Met bijna acht miljoen Europese subsidie gaat een internationaal consortium, gecoördineerd door het Radboudumc, onderzoeken of de zeldzame ziekte congenitaal hyperinsulinisme te behandelen is met een innovatieve lichttherapie.
“Het is een schrikbarende ziekte voor baby’s en kinderen, die bovendien ook heel belastend is voor ouders, gezinsleden en hun omgeving”, zegt Martin Gotthardt, hoogleraar Experimentele Nucleaire Geneeskunde.aan Radboudumc. Hij typeert de zeldzame aandoening congenitaal hyperinsulinisme (CHI), waarbij bètacellen in de alvleesklier (pancreas) te veel insuline uitscheiden. Het gevolg is te weinig suiker in het bloed (een hypoglykemie, kortweg hypo genoemd), wat kan leiden tot zweten, trillen, hoofdpijn, honger, duizeligheid, wazig zien en hartkloppingen.
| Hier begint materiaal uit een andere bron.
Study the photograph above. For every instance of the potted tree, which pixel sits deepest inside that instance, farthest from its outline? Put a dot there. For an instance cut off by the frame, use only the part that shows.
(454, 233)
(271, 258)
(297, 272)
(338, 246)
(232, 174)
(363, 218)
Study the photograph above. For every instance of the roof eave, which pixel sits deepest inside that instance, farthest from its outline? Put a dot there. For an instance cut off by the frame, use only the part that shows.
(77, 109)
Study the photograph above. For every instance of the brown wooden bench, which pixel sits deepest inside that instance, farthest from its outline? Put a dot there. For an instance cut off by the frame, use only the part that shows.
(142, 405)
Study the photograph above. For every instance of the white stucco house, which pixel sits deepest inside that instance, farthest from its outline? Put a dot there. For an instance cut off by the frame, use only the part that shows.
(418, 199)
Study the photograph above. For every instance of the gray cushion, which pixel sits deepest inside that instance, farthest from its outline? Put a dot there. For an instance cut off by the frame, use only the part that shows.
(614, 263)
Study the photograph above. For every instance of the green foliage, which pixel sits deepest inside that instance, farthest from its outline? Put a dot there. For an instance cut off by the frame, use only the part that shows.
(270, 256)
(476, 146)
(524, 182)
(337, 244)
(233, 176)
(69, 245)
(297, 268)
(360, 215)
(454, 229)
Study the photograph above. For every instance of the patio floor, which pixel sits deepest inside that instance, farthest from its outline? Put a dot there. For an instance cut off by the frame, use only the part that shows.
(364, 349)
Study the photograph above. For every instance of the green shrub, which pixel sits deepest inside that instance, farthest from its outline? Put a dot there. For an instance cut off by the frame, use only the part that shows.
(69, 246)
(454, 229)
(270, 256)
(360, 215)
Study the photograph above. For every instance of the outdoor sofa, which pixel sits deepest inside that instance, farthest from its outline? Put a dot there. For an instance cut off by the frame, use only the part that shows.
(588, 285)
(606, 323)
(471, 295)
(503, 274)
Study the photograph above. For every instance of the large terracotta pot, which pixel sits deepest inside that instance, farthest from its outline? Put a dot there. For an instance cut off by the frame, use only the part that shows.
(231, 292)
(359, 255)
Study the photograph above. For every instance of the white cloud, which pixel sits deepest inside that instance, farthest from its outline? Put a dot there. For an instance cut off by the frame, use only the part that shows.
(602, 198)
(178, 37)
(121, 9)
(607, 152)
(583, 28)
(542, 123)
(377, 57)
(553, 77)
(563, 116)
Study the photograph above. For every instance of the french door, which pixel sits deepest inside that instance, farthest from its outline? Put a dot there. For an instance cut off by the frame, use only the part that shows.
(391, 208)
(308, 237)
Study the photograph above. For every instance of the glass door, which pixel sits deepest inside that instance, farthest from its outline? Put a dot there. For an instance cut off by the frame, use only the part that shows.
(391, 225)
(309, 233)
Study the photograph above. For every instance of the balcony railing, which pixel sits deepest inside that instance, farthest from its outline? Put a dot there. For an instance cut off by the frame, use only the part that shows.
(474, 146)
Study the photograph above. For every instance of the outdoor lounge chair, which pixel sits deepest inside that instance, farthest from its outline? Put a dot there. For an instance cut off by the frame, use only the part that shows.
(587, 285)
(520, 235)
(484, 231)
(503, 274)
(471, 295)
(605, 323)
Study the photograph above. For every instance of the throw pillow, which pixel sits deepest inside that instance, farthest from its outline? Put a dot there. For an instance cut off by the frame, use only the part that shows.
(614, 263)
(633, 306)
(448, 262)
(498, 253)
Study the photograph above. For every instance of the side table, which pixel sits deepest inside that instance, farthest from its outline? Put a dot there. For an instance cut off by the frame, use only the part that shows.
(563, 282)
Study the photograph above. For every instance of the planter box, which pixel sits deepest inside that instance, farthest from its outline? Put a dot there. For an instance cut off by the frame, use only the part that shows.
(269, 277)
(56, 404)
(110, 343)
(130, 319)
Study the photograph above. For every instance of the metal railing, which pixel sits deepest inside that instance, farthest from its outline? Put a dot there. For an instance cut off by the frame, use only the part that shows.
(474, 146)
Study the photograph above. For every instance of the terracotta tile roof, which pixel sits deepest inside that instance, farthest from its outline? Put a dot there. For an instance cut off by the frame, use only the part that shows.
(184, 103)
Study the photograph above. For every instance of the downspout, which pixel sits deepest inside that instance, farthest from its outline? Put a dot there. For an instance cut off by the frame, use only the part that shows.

Wordt een hypo niet tijdig herkend – een groot risico bij baby’s die zelf niet kunnen aangeven waar ze last van hebben – dan bestaat zelfs de kans op epileptische aanvallen, bewusteloosheid, blijvende hersenschade of overlijden. Bij 25 tot 50 procent van de baby’s met aangeboren CHI wordt de diagnose dan ook (te) laat gesteld, waardoor ze de rest van hun leven kampen met hersenschade, zoals een verstandelijke beperking of cerebral palsy.
Acht miljoen euro
Onlangs ontvingen Gotthardt, collega Sanne van Lith en een internationaal consortium 8 miljoen euro subsidie om te onderzoeken of de ziekte te behandelen is. Gotthardt: “Dan hebben we het over de diffuse vorm van de ziekte, niet over de focale vorm. Bij de focale vorm zitten alle ziekmakende bètacellen als een klompje bij elkaar. Die zijn via een complexe chirurgische ingreep in principe te verwijderen. Bij de diffuse vorm zitten die ziekmakende bètacellen overal in de alvleesklier en is opereren geen optie. Medicijnen kunnen de problemen soms verzachten maar vaak werkt geen enkele behandeling. Met het project LightCure proberen we nu een hele nieuwe therapie te ontwikkelen voor deze groep kinderen.”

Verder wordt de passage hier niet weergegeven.